The future trends of LB EMSs might be divided into two aspects: the development of learning algorithms and the on-board implementation of LB EMSs. Firstly, as the current learning algorithms still face the challenges of the tedious training time, the difficulty in objective-function settings, and the difficulty in hyperparameter tuning, more efficient and practical learning algorithms will be put forward. In addition, the inverse RL algorithms can be explored to find the optimal objective-function, and the auto machine learning can be employed to search the optimal hyperparameter set, and the transfer learning can also be integrated with the learning algorithms more deeply to enhance the generalization ability.
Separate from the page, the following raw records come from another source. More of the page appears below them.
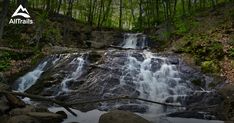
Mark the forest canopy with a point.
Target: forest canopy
(123, 14)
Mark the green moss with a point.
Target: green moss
(202, 47)
(231, 53)
(36, 58)
(210, 67)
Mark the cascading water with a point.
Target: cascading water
(79, 63)
(155, 78)
(134, 72)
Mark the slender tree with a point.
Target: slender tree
(3, 15)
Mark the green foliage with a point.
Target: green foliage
(39, 55)
(202, 47)
(4, 61)
(197, 82)
(231, 52)
(52, 35)
(210, 67)
(183, 25)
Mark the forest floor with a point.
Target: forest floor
(210, 42)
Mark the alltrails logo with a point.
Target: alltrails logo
(21, 16)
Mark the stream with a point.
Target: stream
(133, 72)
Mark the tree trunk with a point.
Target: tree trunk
(24, 3)
(3, 15)
(120, 14)
(59, 6)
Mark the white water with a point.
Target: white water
(79, 62)
(30, 78)
(157, 85)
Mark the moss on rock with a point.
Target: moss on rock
(210, 67)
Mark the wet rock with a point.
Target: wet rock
(133, 108)
(62, 113)
(94, 56)
(191, 114)
(3, 107)
(47, 117)
(26, 110)
(14, 101)
(3, 86)
(121, 117)
(22, 119)
(103, 39)
(173, 60)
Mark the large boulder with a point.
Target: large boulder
(118, 116)
(47, 117)
(22, 119)
(26, 110)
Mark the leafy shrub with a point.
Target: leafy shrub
(231, 52)
(202, 48)
(210, 67)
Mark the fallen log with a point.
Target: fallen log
(67, 106)
(121, 48)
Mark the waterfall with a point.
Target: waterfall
(155, 78)
(30, 78)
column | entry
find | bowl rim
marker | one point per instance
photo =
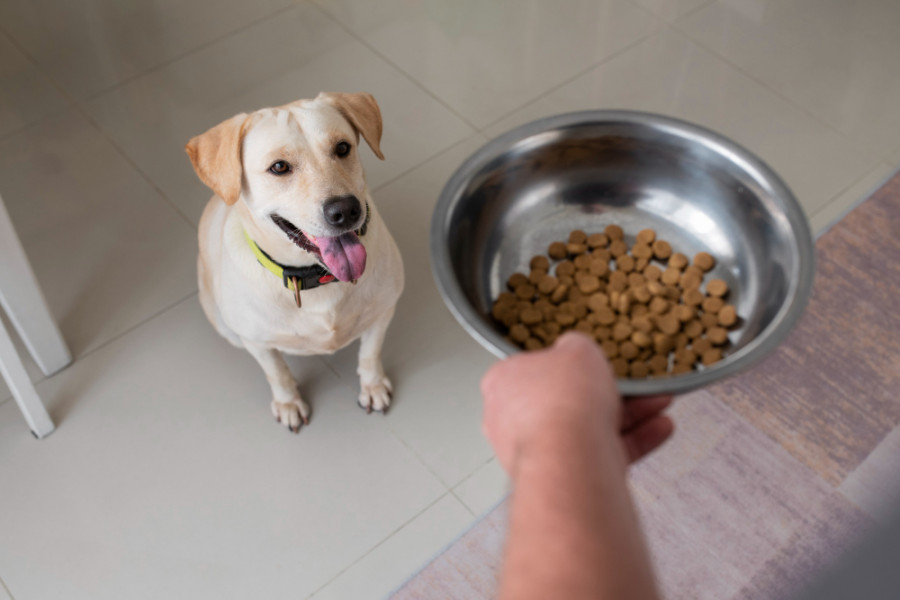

As for the further implementation of LB EMSs, with the rapid development of the AD and the ITS, learning algorithms can be coordinated with the above technologies to form integrated EMSs (iEMSs) [110]. In addition, LB EMSs will become more intelligent and powerful with the help of the high performance chip, the cellular network, and the over-the-air update technology, which means LB EMSs can adapt to different driving conditions with high drivability and low energy cost. The AD technologies have been an active research hotspot since 2014, and a great many researchers and startups are devoting themselves to the level 3-level 4 autopilot at present. The ITS emerged with the pursuit of the smart city, and Yang et al. also reviewed the recent progress of HV EMSs based on the ITS [135]. Moreover, the V2X (vehicle to everything) technologies, including V2V, V2I, V2H (vehicle to house), and V2G (vehicle to grid), etc., are another hotspot under the trends of automobile intellectualization [79, 100]. By integrating with the above technologies, full-scale and instant information that affects the decision-making can be acquired by HV energy-management controllers, such as the velocity of the other vehicles, traffic conditions, and weather conditions. Moreover, cloud computing can be utilized to accelerate the learning processes. The global positioning system (GPS) and the geographic information system (GIS) can be also employed to access the road and terrain information, which is beneficial for forming a highly accurate and real-time LB EMS [6, 83]. The framework of HV LB EMSs with the AD and the ITS is demonstrated in Fig. 8 [140].

Fig. 8
figure 8

Schematic diagram of LB EMSs integrated with AD and ITS

5 Conclusions

This paper presents a thorough review of the literature related to the LB EMSs of HVs. Detailed applications of RL & DRL algorithms in HV EMSs are described and the merits and the demerits of the LB EMSs are summarized and a preview for the future applications of the learning algorithms in HV EMSs is also carried out. On the one hand, this paper provides the developing trends of the applications of learning algorithms in HV EMSs for the researchers in the EMS field, as the LB EMSs have become an increasingly active research hotspot. On the other hand, this paper contributes to improving the current situation that there are fewer review papers targeting at the learning algorithms applied in the HV EMS field.

With the upcoming big data and AI era, the future trends of the learning algorithms applied in the HV EMS field will be highly data-driven, and the edge computing and cloud computing can be brought to the LB EMS field to decrease the computational burden and enhance the real-time capability. In addition, other novel learning algorithms such as the multi-agent learning and distributed learning can also be applied to the HV EMS field. Furthermore, conventional RB and OB approaches can also be explored to be more deeply merged with the learning algorithms to formulate highly robust and efficient EMSs. A step further, the TL can be explored to be integrated with the LB EMSs as well, which is able to significantly reduce the cost of developing new EMSs among similar powertrain structure HVs.